Мифы о русской эмиграции. Литература русского зарубежья — страница 65 из 175

Добраться до реальных взглядов данной особы трудно: и шалой девочки, какой она была, и пожилой дамы, какова есть. Впрочем, и до чувств ее… В этой области, она откровенно говорит, что всегда была одна; то есть, всегда являлась совершенной эгоисткой. Когда Ходасевич, ее (гражданский) муж, которого она любила (в меру возможности для нее любить) ей сказал, что ей никого не нужно, она возразила: «Ты нужен»; но он проницательно отозвался: «До поры до времени…». И впрямь: она его вскоре бросила; даже не ради другого, а просто так… Правда, что он был беден и болен. Сердечных чувств для Берберовой никогда не существовало (закрытая ей дверь!); был секс. И она смолоду сделалась ярой поборницей половой свободы. В книге она, время от времени, щеголяет циничными, грязными не столько формой как сутью фразами (читатель меня извинит, что я не стану их воспроизводить; как выражался Лермонтов «не хочу марать» свой текст; образец желающий найдет в т. 1, стр. 241).

Но каковы ее взгляды в политике? Не сразу находишь ответ. Берберова, как ни странно, не столько февралистка, как оппозиционная большевичка. О Керенском (с кем была в эмиграции хорошо знакома), она совсем не глупо и не без меткости отзывается: «Соль, потерявшая свою соленость, человек еще живой, но внутренне давно мертвый… В полном смысле убитый 1917-м годом… Он всегда казался мне человеком малой воли, но огромного хотения, слабой способности убеждения и безумного упрямства, большой самоуверенности и не большого интеллекта».

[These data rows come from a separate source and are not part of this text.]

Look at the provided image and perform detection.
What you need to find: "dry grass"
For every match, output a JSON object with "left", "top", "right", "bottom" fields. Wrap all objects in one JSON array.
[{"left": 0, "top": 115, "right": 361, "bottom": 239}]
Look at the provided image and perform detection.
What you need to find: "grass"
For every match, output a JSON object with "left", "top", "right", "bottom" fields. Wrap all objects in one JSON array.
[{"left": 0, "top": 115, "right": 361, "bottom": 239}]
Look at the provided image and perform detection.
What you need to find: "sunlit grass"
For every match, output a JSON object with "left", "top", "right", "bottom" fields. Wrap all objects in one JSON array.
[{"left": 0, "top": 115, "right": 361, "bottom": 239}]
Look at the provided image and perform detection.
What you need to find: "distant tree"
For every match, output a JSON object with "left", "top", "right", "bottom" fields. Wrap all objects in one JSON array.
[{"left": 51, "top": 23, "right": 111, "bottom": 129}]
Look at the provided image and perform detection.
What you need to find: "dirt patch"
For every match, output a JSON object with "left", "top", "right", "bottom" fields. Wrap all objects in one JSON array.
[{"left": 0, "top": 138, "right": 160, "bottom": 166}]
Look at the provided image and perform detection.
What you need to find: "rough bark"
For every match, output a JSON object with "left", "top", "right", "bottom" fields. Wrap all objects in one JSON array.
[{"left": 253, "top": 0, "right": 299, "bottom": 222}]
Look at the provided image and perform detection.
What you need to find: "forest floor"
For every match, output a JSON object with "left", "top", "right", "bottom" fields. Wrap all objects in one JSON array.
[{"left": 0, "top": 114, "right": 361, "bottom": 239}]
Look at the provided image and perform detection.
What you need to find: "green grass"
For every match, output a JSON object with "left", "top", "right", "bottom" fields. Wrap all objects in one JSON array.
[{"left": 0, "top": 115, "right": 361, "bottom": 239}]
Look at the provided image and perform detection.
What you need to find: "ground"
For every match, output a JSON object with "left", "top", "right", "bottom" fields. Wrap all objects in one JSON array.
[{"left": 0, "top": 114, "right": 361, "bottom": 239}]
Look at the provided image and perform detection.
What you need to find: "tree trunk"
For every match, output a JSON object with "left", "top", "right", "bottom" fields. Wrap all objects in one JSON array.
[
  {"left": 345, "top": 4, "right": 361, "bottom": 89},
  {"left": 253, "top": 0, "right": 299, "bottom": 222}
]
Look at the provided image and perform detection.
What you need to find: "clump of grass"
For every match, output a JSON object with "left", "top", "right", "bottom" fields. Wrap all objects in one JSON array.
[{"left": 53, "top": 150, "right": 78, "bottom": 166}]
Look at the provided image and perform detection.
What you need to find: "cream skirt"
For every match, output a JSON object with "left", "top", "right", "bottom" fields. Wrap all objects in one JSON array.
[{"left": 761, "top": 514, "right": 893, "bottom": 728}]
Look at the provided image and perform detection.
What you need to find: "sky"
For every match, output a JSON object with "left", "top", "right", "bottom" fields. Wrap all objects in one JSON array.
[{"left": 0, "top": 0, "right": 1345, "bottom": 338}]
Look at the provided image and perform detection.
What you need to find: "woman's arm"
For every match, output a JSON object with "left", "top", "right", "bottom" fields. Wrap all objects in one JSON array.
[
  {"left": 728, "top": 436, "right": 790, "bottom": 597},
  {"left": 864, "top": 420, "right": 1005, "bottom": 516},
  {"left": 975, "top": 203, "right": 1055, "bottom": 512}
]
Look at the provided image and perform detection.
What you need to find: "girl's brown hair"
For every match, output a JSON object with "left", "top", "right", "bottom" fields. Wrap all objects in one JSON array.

Выехали они с Ходасевичем сперва легально; мечтали вернуться; жили несколько лет у Горького. Мучительно переживали, когда возврат стал невозможен (Господи! ну нашли, о чем жалеть…). Ходасевич – дело иное, и не будем тут его обсуждать; Берберова же хватила воздуху первых лет революции (военного коммунизма и НЭПа), да этим так и жила. Сталин ей оказался неприемлем, ибо гнал и громил ее круг, – интеллигенцию пореволюционного призыва (о народе, как и о принадлежавших прошлому классах, она ни капельки не жалеет и не беспокоится). А между тем, эта элита была ведь все равно никуда не годной; беспочвенная, без корней и традиций, она, и будь ей предоставлено развиваться свободно, неизбежно бы выдохлась и отмерла. Конечно, не имею в виду ни поэта крестьянства Есенина, ни поэта дореволюционной интеллигенции Ахматову, ни органически чуждых большевицкому строю писателей вроде Грина; но всех и всяческих Пильняков[352], Форш[353], Бабелей[354], Шкловских[355], Фединых[356] и К°. Россия нуждалась совсем не в них.

Столь же жалки и иностранные кумиры Берберовой: Лоуренс, Джойс[357], Набоков, с их пустыми идеалами вседозволенности, всебессмысленности и их скучными приемами обнажения перед публикой смрадных тайников своего подсознания. Как они ничтожны перед любой строкой вечного Достоевского или нашего современника Солженицына! Курьезно: более модерных сюрреалистов Берберова не принимает; ее авангардизм и ультрапрогрессивность застыли и закаменели на том, что составляло последний крик моды в годы ее юности.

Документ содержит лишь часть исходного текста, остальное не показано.